И – выпал огарок-то!
Беленький, жалкий… фитиль-то хоть на месте? На месте… слава Тебе, многомилостиве Господи! Владлен Семенович пулей на кухню, спички схватил – и назад к огарку. Спичку горящую в мертвый стеарин тычет, а сам плачет, слезами заливается, что твое дитя малое. И – возжег огарок! Пламя чистое на свет вышло, говорит: не пугайся, говорит, дитя малое Владлен Семенович, утешься, говорит, Бог с тобой!
И затих Владлен Семенович, образумился.

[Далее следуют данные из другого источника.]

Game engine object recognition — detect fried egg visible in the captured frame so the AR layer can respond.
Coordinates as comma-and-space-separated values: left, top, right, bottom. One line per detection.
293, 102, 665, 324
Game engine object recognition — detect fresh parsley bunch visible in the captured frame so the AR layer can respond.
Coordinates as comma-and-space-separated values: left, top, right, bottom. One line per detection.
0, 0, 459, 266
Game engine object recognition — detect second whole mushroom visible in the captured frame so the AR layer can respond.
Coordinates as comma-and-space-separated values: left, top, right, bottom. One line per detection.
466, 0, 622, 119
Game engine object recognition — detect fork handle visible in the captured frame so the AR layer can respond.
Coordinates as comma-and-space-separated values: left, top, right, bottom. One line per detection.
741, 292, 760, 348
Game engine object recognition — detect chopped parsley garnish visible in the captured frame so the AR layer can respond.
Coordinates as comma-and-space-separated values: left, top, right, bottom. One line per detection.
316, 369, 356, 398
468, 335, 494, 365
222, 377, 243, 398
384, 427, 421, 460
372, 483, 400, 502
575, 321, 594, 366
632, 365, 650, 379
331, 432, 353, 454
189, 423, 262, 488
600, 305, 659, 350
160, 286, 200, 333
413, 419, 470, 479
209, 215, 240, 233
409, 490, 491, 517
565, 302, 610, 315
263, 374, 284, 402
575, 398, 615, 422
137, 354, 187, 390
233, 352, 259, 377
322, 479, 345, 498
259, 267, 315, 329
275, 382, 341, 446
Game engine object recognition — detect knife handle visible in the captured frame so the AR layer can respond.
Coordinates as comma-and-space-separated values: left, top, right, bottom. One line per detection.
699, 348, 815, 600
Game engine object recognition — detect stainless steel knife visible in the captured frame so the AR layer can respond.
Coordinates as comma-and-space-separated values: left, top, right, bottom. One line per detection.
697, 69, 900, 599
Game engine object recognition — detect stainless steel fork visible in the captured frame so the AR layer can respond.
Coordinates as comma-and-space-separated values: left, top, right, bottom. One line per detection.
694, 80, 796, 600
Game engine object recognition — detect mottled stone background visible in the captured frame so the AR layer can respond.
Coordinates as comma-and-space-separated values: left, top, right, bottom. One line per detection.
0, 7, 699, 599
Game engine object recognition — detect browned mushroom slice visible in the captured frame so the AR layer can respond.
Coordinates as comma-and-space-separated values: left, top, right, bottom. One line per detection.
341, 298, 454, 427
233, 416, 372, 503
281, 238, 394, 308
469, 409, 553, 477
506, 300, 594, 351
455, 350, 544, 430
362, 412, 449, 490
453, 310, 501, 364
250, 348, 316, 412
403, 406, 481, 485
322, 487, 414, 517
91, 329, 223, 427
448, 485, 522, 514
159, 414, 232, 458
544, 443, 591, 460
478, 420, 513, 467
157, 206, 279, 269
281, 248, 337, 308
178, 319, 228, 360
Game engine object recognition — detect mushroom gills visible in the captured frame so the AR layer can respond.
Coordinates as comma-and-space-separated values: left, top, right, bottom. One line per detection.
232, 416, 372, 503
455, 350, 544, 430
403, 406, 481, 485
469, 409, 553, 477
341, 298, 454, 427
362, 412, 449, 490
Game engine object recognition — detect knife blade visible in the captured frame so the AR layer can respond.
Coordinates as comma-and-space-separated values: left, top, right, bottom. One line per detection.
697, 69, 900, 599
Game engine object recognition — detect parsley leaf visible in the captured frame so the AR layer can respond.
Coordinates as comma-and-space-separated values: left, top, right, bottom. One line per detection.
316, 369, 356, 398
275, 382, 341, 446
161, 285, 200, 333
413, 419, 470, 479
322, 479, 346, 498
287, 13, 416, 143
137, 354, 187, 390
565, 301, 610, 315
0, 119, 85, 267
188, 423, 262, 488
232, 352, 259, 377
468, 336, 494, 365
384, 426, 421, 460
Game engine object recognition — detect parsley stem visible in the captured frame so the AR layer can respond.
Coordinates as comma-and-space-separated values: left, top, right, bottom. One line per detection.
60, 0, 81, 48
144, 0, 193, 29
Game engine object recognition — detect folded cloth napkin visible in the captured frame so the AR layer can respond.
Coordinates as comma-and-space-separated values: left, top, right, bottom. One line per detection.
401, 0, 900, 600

Покойно сидит, на огарок глядит, думу думает. Думу не простую – богатырскую. Пойдет он в понедельник в логовище, станет приглядываться да присматриваться. Своим притворяться, а к чужим приноравливаться. Глядишь, и победит как ни то гадину проклятую – не силой, так хитростью да разумением. Да Божией молитвою.
Была у него теперь молитва. Хорошая молитва, сердечная.